A few months after Biggie was killed in 1997, Puffy released the tribute record “I’ll Be Missing You,” featuring Faith and 112, which went on to become a poplar anthem and a Grammy winner.

I was in a crazy place at that time and just needed to take time for myself and not be around everything I was unsure of,” Faith recalls. “When Puff first asked me to do ‘I’ll Be Missing You,’ I didn’t want to do it. That was my first time back in the studio after Big’s death.

“Puff said he was going to make ‘I’ll Be Missing You’ the biggest song ever. But for me, there were too many memories.” When Diddy’s first solo album No Way Out was released two months later, it would go on to sell seven million albums and win a Grammy for Best Rap Album.

Ironically, it was also around this time some critics tried calling Puff out for using too many samples. “That was kind of silly, because hip-hop comes from sampling,” DJ Clark Kent says. “If you listen to ‘Rapper’s Delight’ you hear ‘Good Times.’ So that was one criticism I didn’t think was warranted.”

Fashion and style also played a major role in defining the Bad Boy aesthetic. What became known as ghetto fabulous, stylist Misa Hylton (who was briefly Puff’s lady at the time) envisioned as urban couture.
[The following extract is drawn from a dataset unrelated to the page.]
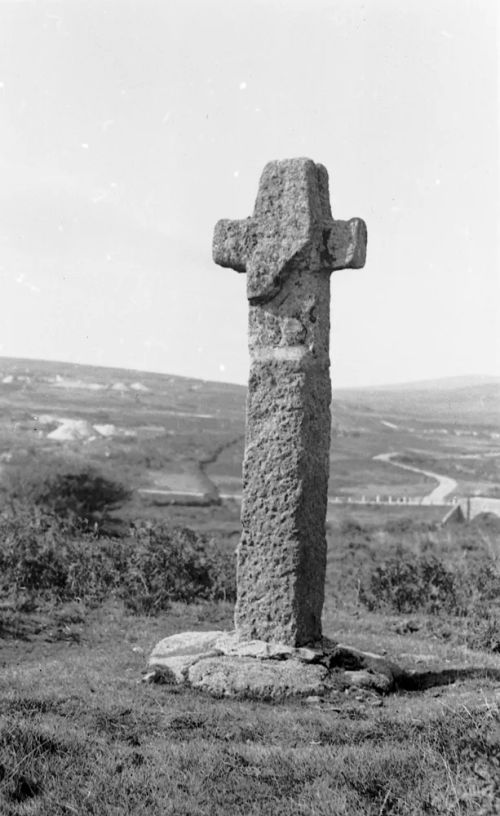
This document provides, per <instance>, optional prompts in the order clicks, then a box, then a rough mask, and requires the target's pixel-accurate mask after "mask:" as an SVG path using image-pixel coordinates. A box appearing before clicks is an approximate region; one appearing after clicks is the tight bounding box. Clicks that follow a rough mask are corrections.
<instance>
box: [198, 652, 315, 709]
mask: <svg viewBox="0 0 500 816" xmlns="http://www.w3.org/2000/svg"><path fill="white" fill-rule="evenodd" d="M327 674H328V670H327V669H326V668H325V667H324V666H320V665H317V664H310V663H303V662H299V661H298V660H256V659H255V658H253V657H214V658H203V659H202V660H199V661H198V662H197V663H195V664H194V665H192V666H191V667H190V668H189V669H188V681H189V683H190V685H191V686H193V687H194V688H197V689H200V690H203V691H207V692H209V693H210V694H213V695H215V696H217V697H230V696H234V695H242V696H248V697H253V698H257V699H264V700H273V699H280V698H283V697H294V696H301V695H305V696H307V695H310V694H322V693H323V691H324V688H325V685H324V681H325V679H326V677H327Z"/></svg>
“Before Bad Boy, lots of rappers were wearing Cross Colours or Karl Kani, but we want to change that,” Misa says. “The Bad Boy look was about aspiration, so I dressed Biggie in Versace and Coogi sweaters. I put Puffy and Mase in colored leathers. These became the styles that the street kids began emulating.”  
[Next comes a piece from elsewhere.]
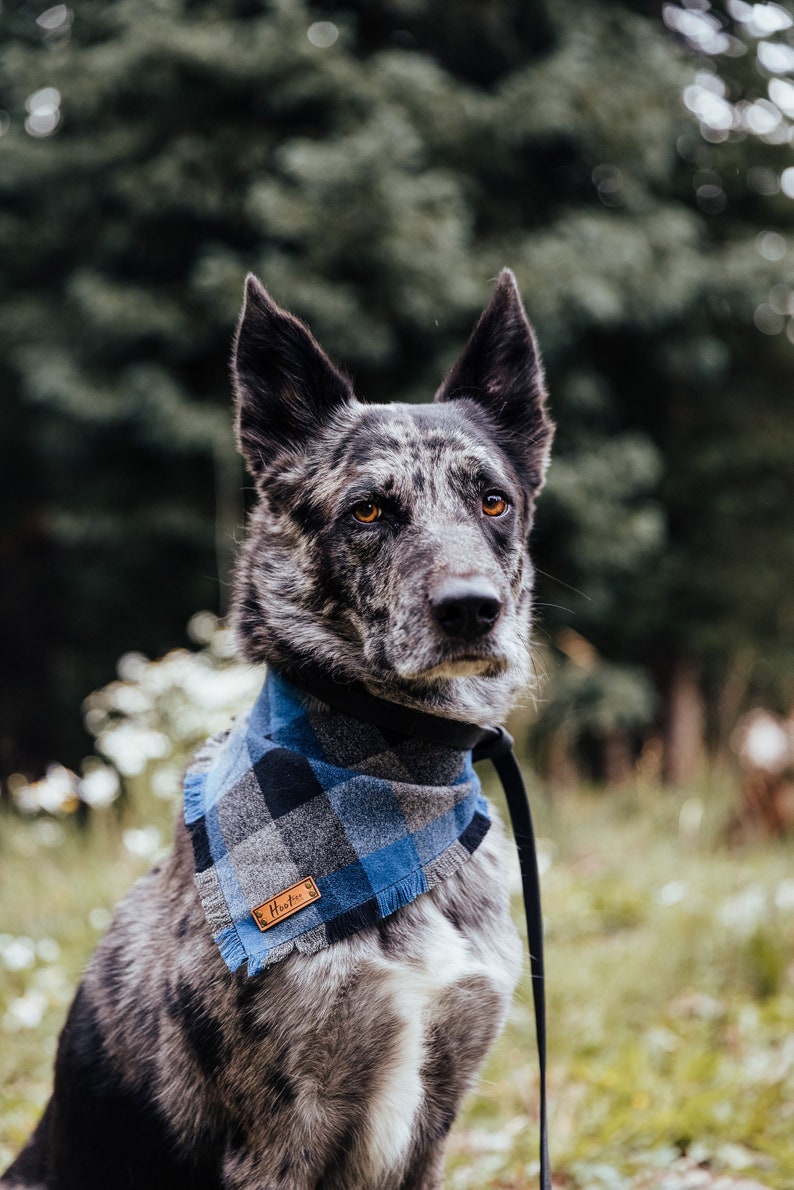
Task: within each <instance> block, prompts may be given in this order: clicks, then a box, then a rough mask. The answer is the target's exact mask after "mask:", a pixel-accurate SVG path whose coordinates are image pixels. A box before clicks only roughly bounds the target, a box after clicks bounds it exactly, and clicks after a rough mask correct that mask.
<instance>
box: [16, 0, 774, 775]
mask: <svg viewBox="0 0 794 1190" xmlns="http://www.w3.org/2000/svg"><path fill="white" fill-rule="evenodd" d="M0 23H1V24H0V30H1V42H0V109H1V111H0V133H1V136H0V259H1V261H2V270H1V276H0V387H1V392H2V402H1V406H0V476H1V482H2V503H1V509H0V516H1V521H0V559H1V565H2V575H1V578H0V624H1V626H2V627H1V628H0V632H1V633H2V644H1V647H2V675H4V682H2V695H1V702H0V771H1V772H2V774H4V775H8V774H11V772H14V771H15V772H20V774H23V775H25V776H27V777H32V776H36V775H37V774H39V772H40V771H42V770H43V768H44V766H45V765H46V764H48V763H49V762H51V760H52V759H54V758H57V759H60V760H63V762H65V763H68V764H75V763H77V762H79V760H80V758H81V757H82V756H83V754H85V752H86V750H87V746H88V738H87V737H86V735H85V733H83V728H82V725H81V718H80V712H79V708H80V704H81V701H82V699H83V697H85V696H86V695H87V694H88V693H89V691H90V690H92V689H94V688H96V687H98V685H100V684H102V683H104V682H106V681H107V679H108V678H110V677H111V676H112V674H113V669H114V663H115V660H117V658H118V657H119V656H120V655H121V653H123V652H125V651H127V650H131V649H132V650H142V651H144V652H146V653H148V655H149V656H158V655H161V653H163V652H164V651H165V650H167V649H168V647H169V646H171V645H174V644H177V643H181V641H183V640H185V626H186V624H187V620H188V619H189V616H190V615H192V614H193V613H194V612H195V610H198V609H200V608H207V609H211V610H214V612H221V613H223V609H224V607H225V601H226V595H227V590H229V577H227V576H229V569H230V563H231V558H232V555H233V546H235V539H236V537H238V536H239V526H240V524H242V519H243V512H244V509H243V502H242V501H243V496H242V486H243V483H244V482H245V481H244V478H243V471H242V465H240V463H239V461H238V459H237V457H236V455H235V451H233V445H232V437H231V418H230V397H229V382H227V371H226V362H227V357H229V349H230V337H231V333H232V328H233V322H235V318H236V314H237V311H238V307H239V303H240V294H242V282H243V277H244V274H245V271H246V270H248V269H252V270H255V271H256V273H257V274H258V275H260V276H261V277H263V278H264V281H265V283H267V284H268V286H269V287H270V288H271V290H273V293H274V295H275V296H276V299H277V300H279V301H280V302H282V303H283V305H286V306H288V307H289V308H292V309H294V311H295V312H296V313H298V314H300V315H301V317H304V318H305V319H307V320H308V322H310V324H311V326H312V328H313V330H314V332H315V334H317V337H318V338H319V339H320V342H321V343H323V344H324V345H325V346H326V347H327V350H329V351H330V352H331V353H332V355H333V356H335V357H337V358H338V359H339V361H342V362H343V364H344V365H345V367H346V368H348V369H350V370H351V372H352V374H354V375H355V377H356V382H357V388H358V392H360V393H361V394H362V395H363V396H364V397H365V399H369V400H388V399H394V397H399V399H408V400H427V399H429V396H430V395H431V394H432V393H433V390H434V387H436V384H437V383H438V381H439V377H440V376H442V375H443V372H444V370H445V368H446V367H448V365H449V364H450V362H451V361H452V358H454V357H455V353H456V352H457V351H458V350H459V347H461V345H462V343H463V342H464V339H465V337H467V334H468V332H469V328H470V326H471V322H473V320H474V319H475V317H476V314H477V313H479V311H480V309H481V307H482V306H483V305H484V302H486V301H487V299H488V295H489V290H490V284H492V281H493V278H494V277H495V275H496V273H498V271H499V269H500V268H501V267H502V265H504V264H509V265H512V267H513V269H514V270H515V273H517V275H518V280H519V283H520V286H521V289H523V293H524V296H525V301H526V306H527V309H529V312H530V317H531V318H532V319H533V321H534V322H536V326H537V330H538V333H539V338H540V343H542V346H543V349H544V355H545V359H546V364H548V371H549V378H550V388H551V393H552V403H554V413H555V417H556V420H557V422H558V426H559V431H558V437H557V441H556V457H555V463H554V468H552V470H551V477H550V481H549V486H548V489H546V493H545V494H544V497H543V501H542V503H540V513H539V520H538V527H537V533H536V543H534V549H536V557H537V562H538V566H539V569H540V571H542V574H540V577H539V591H538V602H539V621H540V626H539V638H538V639H539V640H540V643H542V651H543V653H544V656H543V657H540V659H539V665H540V668H542V669H544V670H546V671H548V672H549V675H550V678H549V681H548V682H546V684H545V687H544V693H543V699H542V703H540V713H539V721H538V722H537V725H536V728H534V739H536V757H534V759H536V763H537V764H538V765H539V766H540V769H543V770H544V771H546V772H548V774H549V775H550V776H551V777H557V778H559V779H565V778H567V777H568V776H571V775H574V774H576V772H580V774H583V775H584V776H586V777H594V778H596V779H601V778H606V779H612V778H619V777H621V776H625V774H626V771H629V770H631V768H632V765H633V764H634V763H636V762H637V759H638V758H640V759H642V763H643V764H645V766H646V768H648V769H649V771H658V772H659V774H661V775H662V776H663V777H664V778H665V779H669V781H673V782H681V781H684V779H687V777H688V776H690V775H692V772H693V771H694V770H695V769H696V768H698V766H699V765H700V764H701V763H702V760H704V757H705V756H706V754H707V753H708V754H709V756H725V754H727V751H729V740H730V738H731V732H732V731H733V727H734V725H736V722H737V719H738V718H739V715H740V714H742V713H743V712H744V710H746V708H748V707H750V706H754V704H756V703H758V704H763V706H765V707H768V708H769V709H771V710H774V712H776V713H782V714H786V713H787V712H788V710H789V709H790V707H792V704H793V702H794V677H793V674H794V666H793V665H792V659H793V658H792V653H793V645H794V482H793V474H794V470H793V468H792V459H793V458H794V418H793V417H792V376H793V364H794V288H793V287H794V267H793V261H794V154H793V151H792V132H793V129H794V123H793V121H794V35H793V31H792V7H790V5H789V6H779V5H775V4H757V5H748V4H745V2H743V0H727V2H726V4H725V5H717V4H715V5H709V4H708V2H707V0H687V2H686V5H684V4H682V5H677V4H667V5H664V6H663V7H661V6H658V5H657V4H651V2H640V0H626V2H620V0H604V2H598V4H595V2H587V0H576V2H573V0H570V2H569V0H555V2H544V0H489V2H487V4H486V2H481V0H455V2H452V0H337V2H333V4H319V2H318V4H308V2H304V0H267V2H264V0H114V2H108V0H77V2H75V4H71V5H61V4H60V5H55V6H52V7H49V8H43V7H42V4H40V2H33V0H23V2H14V0H10V2H7V4H6V5H4V8H2V12H1V13H0Z"/></svg>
Visually, Bad Boy also defined the era with Hype Williams directed videos that kept the planet dancing with each new song, pushing the label’s jiggy visions of fun and affluence. “Hip-hop videos never looked like that until Hype gave Bad Boy that gloss and sheen,” says Thembisa Mshaka. “Hype had higher budgets than most directors, and he was shooting in exotic locations, on boats. He set a new standard in urban videos.”
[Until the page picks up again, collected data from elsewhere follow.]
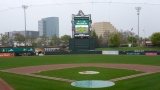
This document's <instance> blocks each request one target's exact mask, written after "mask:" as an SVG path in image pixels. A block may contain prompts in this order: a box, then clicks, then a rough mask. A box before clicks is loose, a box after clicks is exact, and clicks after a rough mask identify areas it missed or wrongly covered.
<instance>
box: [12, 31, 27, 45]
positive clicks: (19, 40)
mask: <svg viewBox="0 0 160 90" xmlns="http://www.w3.org/2000/svg"><path fill="white" fill-rule="evenodd" d="M14 40H15V41H18V43H19V44H20V43H22V42H24V41H25V37H24V35H21V34H20V33H16V34H15V37H14Z"/></svg>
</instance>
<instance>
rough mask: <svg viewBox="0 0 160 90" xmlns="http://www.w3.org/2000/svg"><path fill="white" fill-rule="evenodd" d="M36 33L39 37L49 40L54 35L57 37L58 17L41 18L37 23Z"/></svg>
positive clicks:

Twenty years after the launch of Bad Boy, DJ Clark Kent says, “Puff put his heart into Bad Boy and built one of the most important empires around.” While Bad Boy Records is still active today with Janelle Monáe, French Montana and Cassie, what the label has done in the new millennium doesn’t begin to compare to its cache and influence during its golden era in the 1990s.

“I’m very proud of the work we did back then,” Faith says. “Bad Boy wasn’t always perfect, but some great music came out of that chaos.”